Now, exterior CGI has its specifics. The number one thing that determines exterior 3D rendering cost is a project’s scale. For instance, modeling a single cottage will take way less time than doing an airport. Then, the surroundings of the main objects and the number of extra details, such as people, cars, and pets, also contribute to the 3D architectural rendering cost.
How To Save Money On Any Kind of 3D Architectural Visualization
To save money on CGI rendering with no loss of quality, one needs to prepare a detailed technical assignment and provide enough references, such as technical drawings and material samples. This way, 3D artists will be able to implement the concept faster and with greater precision.
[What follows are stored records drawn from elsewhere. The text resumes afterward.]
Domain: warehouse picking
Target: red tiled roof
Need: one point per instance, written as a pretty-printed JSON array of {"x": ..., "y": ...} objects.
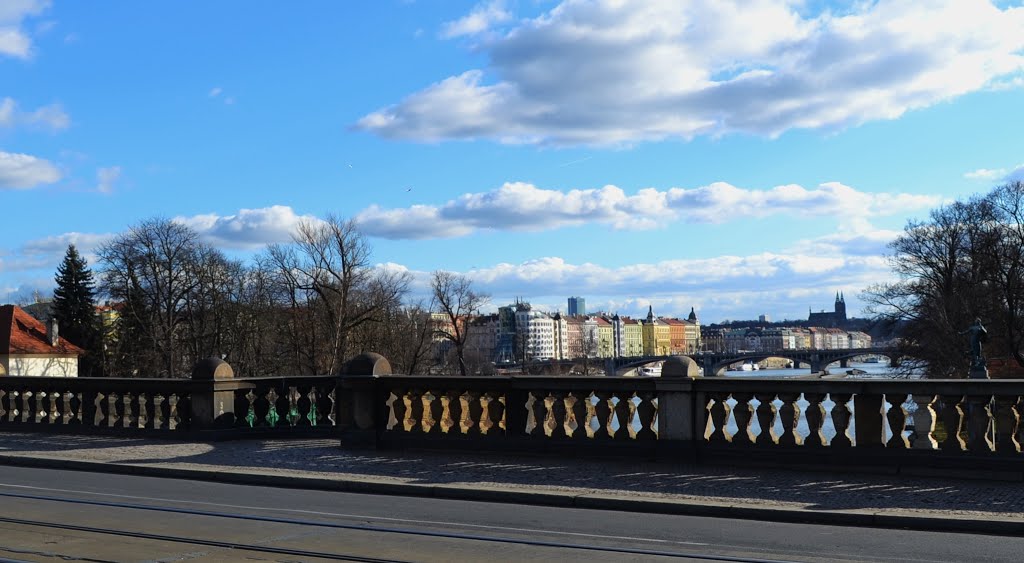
[{"x": 22, "y": 334}]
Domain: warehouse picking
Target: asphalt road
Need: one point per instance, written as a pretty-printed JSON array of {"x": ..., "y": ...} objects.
[{"x": 49, "y": 514}]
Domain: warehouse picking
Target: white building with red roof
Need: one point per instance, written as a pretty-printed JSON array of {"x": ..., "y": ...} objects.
[{"x": 30, "y": 348}]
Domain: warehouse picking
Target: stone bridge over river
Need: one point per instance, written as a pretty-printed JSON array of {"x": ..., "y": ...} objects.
[{"x": 716, "y": 363}]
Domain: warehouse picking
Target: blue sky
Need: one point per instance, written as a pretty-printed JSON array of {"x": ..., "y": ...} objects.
[{"x": 741, "y": 158}]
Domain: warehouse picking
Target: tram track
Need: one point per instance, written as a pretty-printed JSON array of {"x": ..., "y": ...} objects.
[{"x": 385, "y": 529}]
Furthermore, placing a non-urgent order will give a studio more time to work on it and also decrease its cost.
Next, opting for simplified intermediate results helps to minimize the number of corrections in the final 3D model render. Because the more detailed an image is, the longer it will take to make changes in it. And the more time is required for corrections, the higher the cost will be.
This is why 3D architectural rendering studios offer to create grayscale 3D renders and fast renders, or so-called preliminary drafts. With those, architects can coordinate the production of visuals with 3D artists at different stages. If corrections are needed at a particular stage, they can be made quickly, at no extra cost.
Main Types of Preliminary Results
- Grayscale 3D renders show ready interiors and exteriors with no textures or lighting applied. They allow architects to check the selected 3D models and the overall composition of a scene. In case there’s a need to change something, it can be done quickly and won’t reflect on the cost.
- Preliminary drafts go further, showing the lighting and textures that aren’t traced perfectly just yet. They make it possible for an architect to see the geometry of a place and to make corrections immediately if something doesn’t correspond to the technical assignment.
- And finally, a collection of furniture 3D models allows the designer to select the elements that will fill the room, instead of having everything modeled from scratch. Normally, this works perfectly for non-essential items, such as decorations and background fillers. Most importantly, it allows for streamlining the rendering process, making it times more cost-efficient.